Happy G.I.s w/ their beer!

During WWI, the U.S. struggled to supply “the comforts of home” to the Doughboys.  The Red Cross and various other groups helped, but it wasn’t enough.  During WWII, the U.S. government was determined to do a better job and reserved a certain percentage of comfort items, such as beer and cigarettes, for the servicemen.

Service members could buy such items, along with gum, pop, candy, books, etc. at a PX.  When feasible, small mobile PXs were set up, sometimes in the back of jeeps, to supply such items to those on or near the front.

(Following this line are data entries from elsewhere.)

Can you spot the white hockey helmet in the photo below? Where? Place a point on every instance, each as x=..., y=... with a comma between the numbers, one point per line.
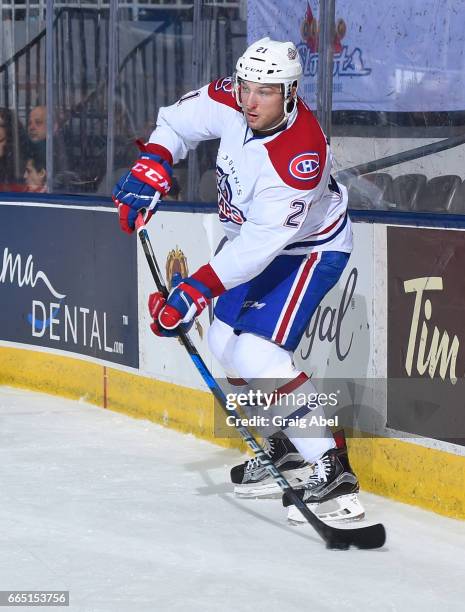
x=270, y=61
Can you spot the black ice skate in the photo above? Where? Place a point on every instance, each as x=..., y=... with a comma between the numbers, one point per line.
x=252, y=480
x=331, y=491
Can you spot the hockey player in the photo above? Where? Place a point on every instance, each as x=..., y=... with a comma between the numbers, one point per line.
x=289, y=241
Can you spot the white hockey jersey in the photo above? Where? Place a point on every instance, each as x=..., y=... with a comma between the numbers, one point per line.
x=275, y=193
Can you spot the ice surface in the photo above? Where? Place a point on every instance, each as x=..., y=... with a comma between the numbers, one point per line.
x=131, y=517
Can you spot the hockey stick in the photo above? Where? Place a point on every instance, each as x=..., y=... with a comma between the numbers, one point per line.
x=372, y=536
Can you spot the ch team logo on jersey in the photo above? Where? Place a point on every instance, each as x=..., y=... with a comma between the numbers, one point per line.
x=224, y=84
x=227, y=212
x=305, y=166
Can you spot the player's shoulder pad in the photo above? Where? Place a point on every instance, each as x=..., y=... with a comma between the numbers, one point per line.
x=298, y=154
x=221, y=91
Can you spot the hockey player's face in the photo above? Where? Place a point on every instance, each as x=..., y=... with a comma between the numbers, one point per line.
x=262, y=105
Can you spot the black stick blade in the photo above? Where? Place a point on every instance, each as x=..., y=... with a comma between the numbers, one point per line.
x=373, y=536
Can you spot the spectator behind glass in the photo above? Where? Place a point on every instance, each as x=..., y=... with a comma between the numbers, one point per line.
x=37, y=124
x=37, y=132
x=35, y=174
x=13, y=144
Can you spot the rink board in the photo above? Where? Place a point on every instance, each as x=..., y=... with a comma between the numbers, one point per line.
x=348, y=338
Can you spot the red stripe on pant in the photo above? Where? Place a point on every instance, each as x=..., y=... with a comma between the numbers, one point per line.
x=295, y=297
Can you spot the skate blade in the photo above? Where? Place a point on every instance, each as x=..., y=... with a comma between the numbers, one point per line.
x=342, y=509
x=269, y=489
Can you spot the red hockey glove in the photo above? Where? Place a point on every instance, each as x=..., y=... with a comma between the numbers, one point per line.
x=135, y=190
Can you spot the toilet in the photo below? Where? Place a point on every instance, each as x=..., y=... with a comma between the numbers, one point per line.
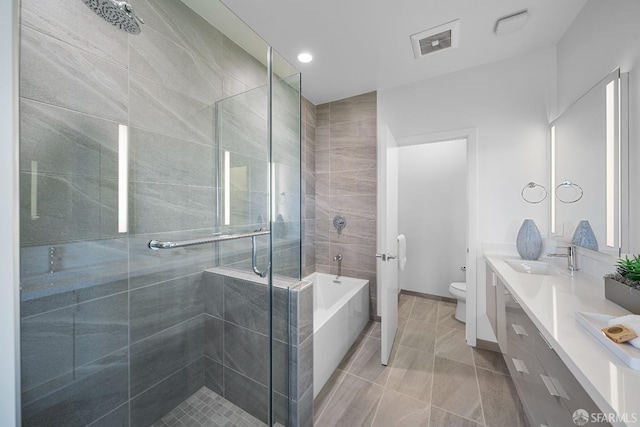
x=459, y=291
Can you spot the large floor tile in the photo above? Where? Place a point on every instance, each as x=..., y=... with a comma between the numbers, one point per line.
x=455, y=389
x=367, y=363
x=446, y=313
x=499, y=399
x=424, y=310
x=451, y=344
x=442, y=418
x=419, y=335
x=412, y=373
x=491, y=360
x=399, y=410
x=353, y=404
x=322, y=399
x=348, y=358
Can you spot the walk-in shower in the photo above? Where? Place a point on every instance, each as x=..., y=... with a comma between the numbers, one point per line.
x=160, y=219
x=118, y=13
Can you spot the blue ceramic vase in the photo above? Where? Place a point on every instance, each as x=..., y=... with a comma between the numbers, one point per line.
x=529, y=241
x=583, y=236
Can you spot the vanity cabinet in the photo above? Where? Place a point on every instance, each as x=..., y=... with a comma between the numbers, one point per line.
x=547, y=389
x=492, y=312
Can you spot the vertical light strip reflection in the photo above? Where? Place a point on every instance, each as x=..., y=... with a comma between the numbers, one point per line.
x=553, y=179
x=619, y=164
x=34, y=190
x=123, y=179
x=227, y=188
x=610, y=164
x=554, y=303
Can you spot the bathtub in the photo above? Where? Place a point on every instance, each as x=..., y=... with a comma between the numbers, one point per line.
x=340, y=313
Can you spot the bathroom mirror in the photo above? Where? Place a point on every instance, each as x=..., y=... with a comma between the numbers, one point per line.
x=588, y=177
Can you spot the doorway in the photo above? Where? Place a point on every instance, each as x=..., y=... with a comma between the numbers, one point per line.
x=432, y=214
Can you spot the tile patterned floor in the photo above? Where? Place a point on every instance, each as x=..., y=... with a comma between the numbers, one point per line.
x=207, y=409
x=433, y=379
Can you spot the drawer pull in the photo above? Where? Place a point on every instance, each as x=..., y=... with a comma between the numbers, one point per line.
x=545, y=340
x=520, y=330
x=553, y=387
x=520, y=366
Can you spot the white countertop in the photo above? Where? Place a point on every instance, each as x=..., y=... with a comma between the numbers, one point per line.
x=551, y=303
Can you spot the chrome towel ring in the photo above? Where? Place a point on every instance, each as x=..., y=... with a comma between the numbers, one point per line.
x=533, y=185
x=568, y=184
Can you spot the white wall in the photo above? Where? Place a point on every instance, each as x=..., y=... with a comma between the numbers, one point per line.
x=605, y=35
x=9, y=380
x=432, y=205
x=510, y=104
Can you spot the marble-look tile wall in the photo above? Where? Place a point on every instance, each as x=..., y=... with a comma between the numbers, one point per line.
x=237, y=344
x=111, y=331
x=309, y=187
x=346, y=178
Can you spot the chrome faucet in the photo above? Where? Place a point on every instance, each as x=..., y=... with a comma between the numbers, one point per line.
x=570, y=255
x=338, y=259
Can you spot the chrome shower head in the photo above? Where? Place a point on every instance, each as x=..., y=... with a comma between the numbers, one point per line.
x=118, y=13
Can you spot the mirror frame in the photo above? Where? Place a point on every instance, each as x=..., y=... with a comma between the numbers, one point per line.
x=616, y=197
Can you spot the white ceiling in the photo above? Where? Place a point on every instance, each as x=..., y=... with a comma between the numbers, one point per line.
x=363, y=45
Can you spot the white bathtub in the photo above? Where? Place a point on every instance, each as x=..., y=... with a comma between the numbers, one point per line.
x=340, y=313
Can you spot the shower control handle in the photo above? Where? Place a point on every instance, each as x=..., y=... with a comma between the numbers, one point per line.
x=386, y=257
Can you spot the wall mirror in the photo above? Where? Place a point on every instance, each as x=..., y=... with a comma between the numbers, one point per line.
x=589, y=171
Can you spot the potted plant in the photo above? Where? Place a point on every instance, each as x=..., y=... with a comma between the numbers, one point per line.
x=623, y=286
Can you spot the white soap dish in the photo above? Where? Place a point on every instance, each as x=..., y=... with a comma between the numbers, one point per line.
x=594, y=323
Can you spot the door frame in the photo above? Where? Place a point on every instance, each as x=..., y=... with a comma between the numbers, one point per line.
x=472, y=261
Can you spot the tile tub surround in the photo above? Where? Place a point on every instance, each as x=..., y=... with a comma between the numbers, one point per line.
x=237, y=343
x=433, y=378
x=346, y=178
x=111, y=309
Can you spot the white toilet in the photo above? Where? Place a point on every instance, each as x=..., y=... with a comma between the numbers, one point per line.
x=459, y=291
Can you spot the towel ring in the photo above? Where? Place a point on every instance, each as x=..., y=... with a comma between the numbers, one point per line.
x=567, y=184
x=533, y=185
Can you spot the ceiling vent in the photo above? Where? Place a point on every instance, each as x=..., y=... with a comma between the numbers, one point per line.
x=436, y=39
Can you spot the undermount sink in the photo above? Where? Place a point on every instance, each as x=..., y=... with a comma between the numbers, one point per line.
x=535, y=267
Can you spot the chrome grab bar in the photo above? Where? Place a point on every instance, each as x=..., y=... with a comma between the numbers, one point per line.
x=157, y=244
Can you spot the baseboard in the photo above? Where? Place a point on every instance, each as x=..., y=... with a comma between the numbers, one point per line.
x=488, y=345
x=428, y=296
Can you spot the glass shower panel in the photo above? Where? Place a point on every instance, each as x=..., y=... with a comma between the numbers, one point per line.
x=285, y=169
x=163, y=135
x=243, y=156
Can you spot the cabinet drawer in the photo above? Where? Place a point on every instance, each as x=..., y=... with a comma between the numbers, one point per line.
x=520, y=329
x=576, y=396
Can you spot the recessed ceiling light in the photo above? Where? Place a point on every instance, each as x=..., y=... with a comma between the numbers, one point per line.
x=511, y=23
x=305, y=57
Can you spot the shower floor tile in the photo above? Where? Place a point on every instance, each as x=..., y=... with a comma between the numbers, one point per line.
x=207, y=409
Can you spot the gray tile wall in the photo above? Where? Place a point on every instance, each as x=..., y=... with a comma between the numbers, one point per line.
x=111, y=331
x=345, y=183
x=237, y=345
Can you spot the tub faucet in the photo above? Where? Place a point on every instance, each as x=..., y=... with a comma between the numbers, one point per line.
x=338, y=259
x=570, y=255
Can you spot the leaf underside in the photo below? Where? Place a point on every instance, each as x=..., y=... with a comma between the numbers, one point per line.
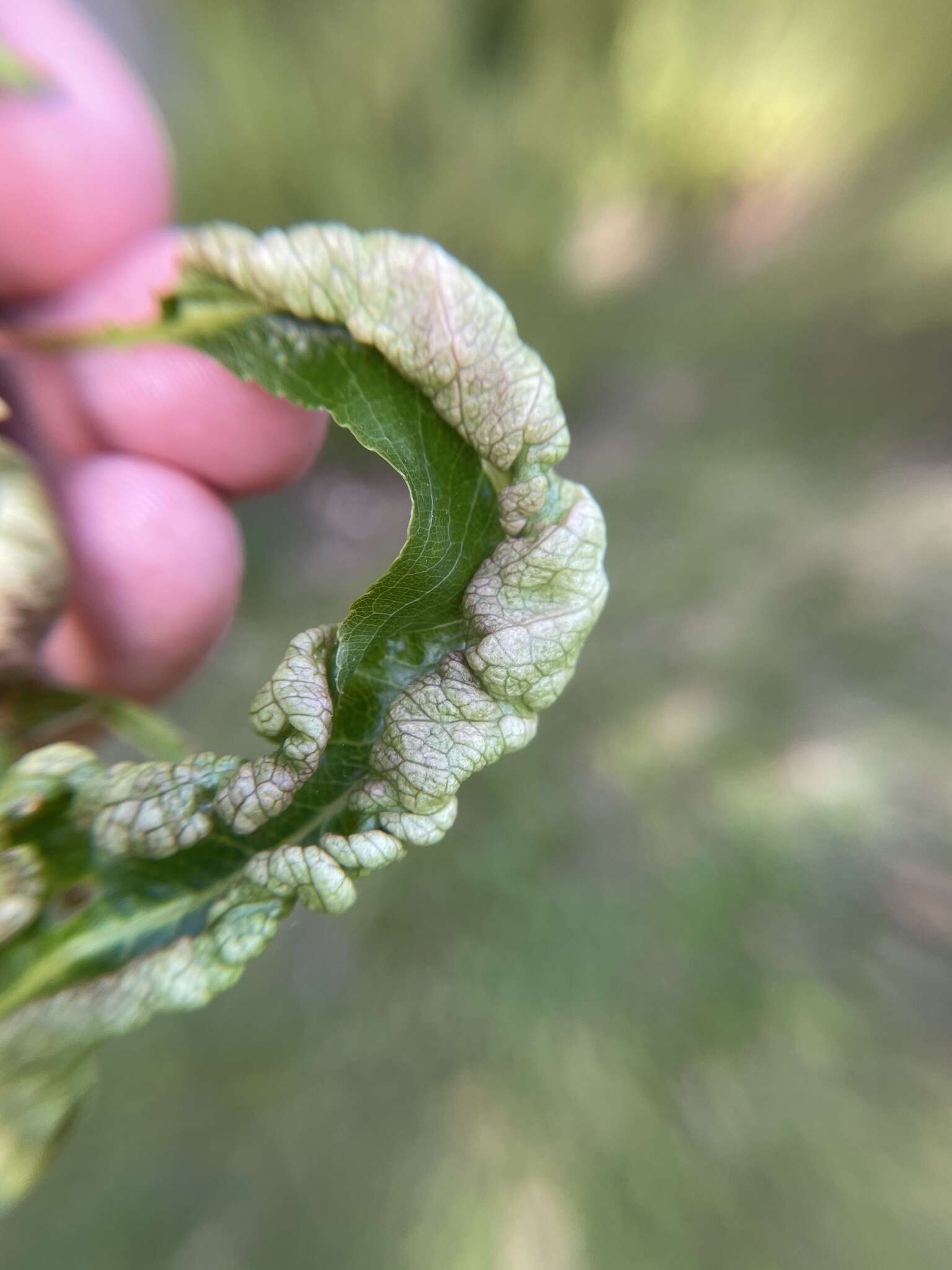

Breweries were required to set aside a 15% of their production for military use.  The prohibitionists were still around and active and tried to convince the military to ban alcoholic beverages totally.  Instead the military supplied only 3.2% beer to servicemen instead of the 4-7% alcohol content.  Theoretically, servicemen could not get drunk on 3.2 beer, but obviously the person who said that never saw the PX after a long desert march.  Not every brewer made the 3.2 being as it had to made separately.

WWII beer cans

During the war, the military used both bottles and cans to send beer overseas.  Cans were lighter, more compact and didn’t break as easily as the bottles, but while both glass and metal were rationed, bottles were somewhat easier to replace than cans, so both were used.

At first, the breweries used cans with the same labels as the pre-war cans.  All they did was change the tax statement on the label to indicate that the relevant taxes were not applicable.  The new statement read, “Withdrawn Free of Internal Revenue Tax for Exportation.”  In 1944, the military switched to olive drab cans, apparently in an effort to make the cans more uniform in appearance.

The U.S. began to ease rationing restrictions in late 1945, although it took several years to eliminate all rationing and price controls.  Beer cans became available for civilian use again in early 1947,  Cab companies began advertising that “the cans are back!”

WWII beer

Beer had long been more popular in the U.S. than ale.  Schaefer had been the first brewery to introduce lager beer to the U.S. in the mid 19th Century.  By the early 20th Century, only New England drinkers still preferred ale to beer.  After WWII, New England tastes switched to match the rest of the country.  It is supposed that the returning servicemen developed a taste for beer during the war.  The government did not supply much ale as the alcohol content is usually higher in ale than in beer.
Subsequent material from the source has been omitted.